Don Droege

Personal information
- Full name: Donald T. Droege
- Date of birth: January 21, 1955 (age 70)
- Place of birth: St. Louis, Missouri, United States
- Position: Defender

College career
- Years: Team / Apps / (Gls)
- 1973–1976: St. Louis University

Senior career*
- Years: Team / Apps / (Gls)
- 1977–1978: Rochester Lancers / 45 / (1)
- 1979–1980: Washington Diplomats / 49 / (2)
- 1980–1981: Chicago Horizon (indoor) / 32 / (2)
- 1981: Atlanta Chiefs / 31 / (2)
- 1982: Tulsa Roughnecks / 18 / (2)
- 1982: Tampa Bay Rowdies / 7 / (1)
- 1982–1983: Chicago Sting (indoor) / 10 / (0)
- 1983: Chicago Sting / 24 / (2)
- 1983–1985: St. Louis Steamers (indoor) / 65 / (5)

International career
- 1977–1979: United States / 8 / (0)

= Don Droege =

American soccer player

Don Droege is a former U.S. soccer defender who played seven seasons in the North American Soccer League and three seasons in the Major Indoor Soccer League. He also earned eight caps with the U.S. national team between 1977 and 1979.

==Youth and college==
Droege grew up in St. Louis, Missouri and attended Christian Brothers College High School where he was the soccer team's 1971 and 1972 defensive MVP. He was also co-captain of the 1972 team.

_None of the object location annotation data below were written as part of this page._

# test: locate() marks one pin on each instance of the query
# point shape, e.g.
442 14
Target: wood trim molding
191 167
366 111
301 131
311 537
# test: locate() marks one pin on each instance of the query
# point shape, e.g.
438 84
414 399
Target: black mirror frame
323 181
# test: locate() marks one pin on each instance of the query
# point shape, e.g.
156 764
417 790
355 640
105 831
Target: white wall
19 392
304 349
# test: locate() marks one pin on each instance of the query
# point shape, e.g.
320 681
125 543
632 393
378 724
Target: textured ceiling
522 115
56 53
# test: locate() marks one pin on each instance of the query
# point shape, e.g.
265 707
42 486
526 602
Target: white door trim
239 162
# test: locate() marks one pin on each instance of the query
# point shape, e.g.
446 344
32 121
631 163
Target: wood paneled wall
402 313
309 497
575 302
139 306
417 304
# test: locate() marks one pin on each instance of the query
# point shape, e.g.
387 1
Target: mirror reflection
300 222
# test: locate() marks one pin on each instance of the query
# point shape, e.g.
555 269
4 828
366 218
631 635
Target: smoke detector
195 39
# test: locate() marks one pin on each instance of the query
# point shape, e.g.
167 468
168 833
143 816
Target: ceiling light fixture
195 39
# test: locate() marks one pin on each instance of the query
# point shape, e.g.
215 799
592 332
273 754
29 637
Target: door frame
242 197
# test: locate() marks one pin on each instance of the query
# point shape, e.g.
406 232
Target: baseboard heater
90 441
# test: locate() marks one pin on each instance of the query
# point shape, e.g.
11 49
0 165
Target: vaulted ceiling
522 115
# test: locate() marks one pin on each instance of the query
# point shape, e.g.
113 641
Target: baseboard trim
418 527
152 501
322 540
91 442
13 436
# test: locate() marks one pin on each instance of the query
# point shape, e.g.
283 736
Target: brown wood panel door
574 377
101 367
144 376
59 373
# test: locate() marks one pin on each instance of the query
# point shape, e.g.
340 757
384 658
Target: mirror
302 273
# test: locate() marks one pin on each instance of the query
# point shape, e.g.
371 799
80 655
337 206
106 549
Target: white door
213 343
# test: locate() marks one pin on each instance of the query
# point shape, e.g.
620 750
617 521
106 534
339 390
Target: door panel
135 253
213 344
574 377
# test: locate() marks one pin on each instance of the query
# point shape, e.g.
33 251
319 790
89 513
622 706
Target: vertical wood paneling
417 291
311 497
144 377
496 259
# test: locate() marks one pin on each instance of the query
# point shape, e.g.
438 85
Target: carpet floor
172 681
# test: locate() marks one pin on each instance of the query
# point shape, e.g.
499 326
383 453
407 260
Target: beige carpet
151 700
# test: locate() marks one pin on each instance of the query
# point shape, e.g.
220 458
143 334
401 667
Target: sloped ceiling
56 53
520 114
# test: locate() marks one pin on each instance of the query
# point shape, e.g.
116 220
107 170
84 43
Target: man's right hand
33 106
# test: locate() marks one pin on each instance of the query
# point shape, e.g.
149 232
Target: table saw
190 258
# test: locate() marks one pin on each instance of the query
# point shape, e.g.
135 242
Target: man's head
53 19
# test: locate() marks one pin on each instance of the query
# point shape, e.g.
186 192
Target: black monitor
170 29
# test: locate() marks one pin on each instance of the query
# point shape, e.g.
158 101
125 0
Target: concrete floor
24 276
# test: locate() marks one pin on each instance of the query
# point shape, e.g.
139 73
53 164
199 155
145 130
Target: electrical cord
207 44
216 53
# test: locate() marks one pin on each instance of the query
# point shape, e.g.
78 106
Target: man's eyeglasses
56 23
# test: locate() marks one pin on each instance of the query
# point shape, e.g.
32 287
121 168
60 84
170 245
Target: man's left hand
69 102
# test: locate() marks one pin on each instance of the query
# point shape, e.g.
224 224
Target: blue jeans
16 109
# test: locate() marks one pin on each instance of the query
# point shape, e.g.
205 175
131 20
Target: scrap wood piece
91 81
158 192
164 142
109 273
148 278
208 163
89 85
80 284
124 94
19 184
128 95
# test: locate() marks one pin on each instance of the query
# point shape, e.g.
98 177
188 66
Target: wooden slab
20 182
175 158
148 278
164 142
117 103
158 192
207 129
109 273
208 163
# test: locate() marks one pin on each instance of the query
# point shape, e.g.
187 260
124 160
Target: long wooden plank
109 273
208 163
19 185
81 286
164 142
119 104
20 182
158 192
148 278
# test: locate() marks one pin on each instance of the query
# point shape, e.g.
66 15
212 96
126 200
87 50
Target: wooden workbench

In addition to playing soccer, he was also a baseball letterman his senior year. After graduating from high school, Droege attended St. Louis University, playing on the men's soccer team from 1973 to 1976.

==NASL==
Droege had originally been drafted by the North American Soccer League (NASL)'s Minnesota Kicks in the second round of the 1976 NASL Draft, but had another year of college eligibility remaining and returned to St. Louis University for the 1976 season. The Rochester Lancers drafted him in the first round in 1977. In December 1978, the Lancers traded Droege to the Washington Diplomats. The Diplomats folded at the end of the 1980 season and Droege was selected by the New England Tea Men in the dispersal draft. However, the Tea Men sold his contract to the Atlanta Chiefs for the 1981 season. However, by that time the NASL's decline was accelerating and the Chiefs folded at the end of the season. Droege moved again, this time to the Tulsa Roughnecks. However, after eighteen games, the Roughnecks traded Droege to the Tampa Bay Rowdies in exchange for Njego Pesa and Terry Moore. He saw time in seven games for the Rowdies in 1982. In 1983, Droege finished his NASL career with the Chicago Sting.

==MISL==
In 1980, Droege signed with the Chicago Horizon of Major Indoor Soccer League (MISL). The Horizon lasted only one season before folding. Droege did not return to the MISL until he left the NASL in 1983. That fall, Droege returned to Saint Louis to sign with the St. Louis Steamers. He spent two seasons with the Steamers before retiring from playing professionally in 1985.

==National team==
Droege's first game with the national team came in a 3–1 loss to Guatemala on September 18, 1977. Nine days later, he came on as a substitute in a 3–0 loss to Mexico. From that point on, he played the rest of the U.S. games in 1977. He played in only one of the three U.S. games in 1978, then earned his last cap on May 2, 1979, in a 6–0 loss to France.

Droege was inducted into St. Louis Soccer Hall of Fame in 2005.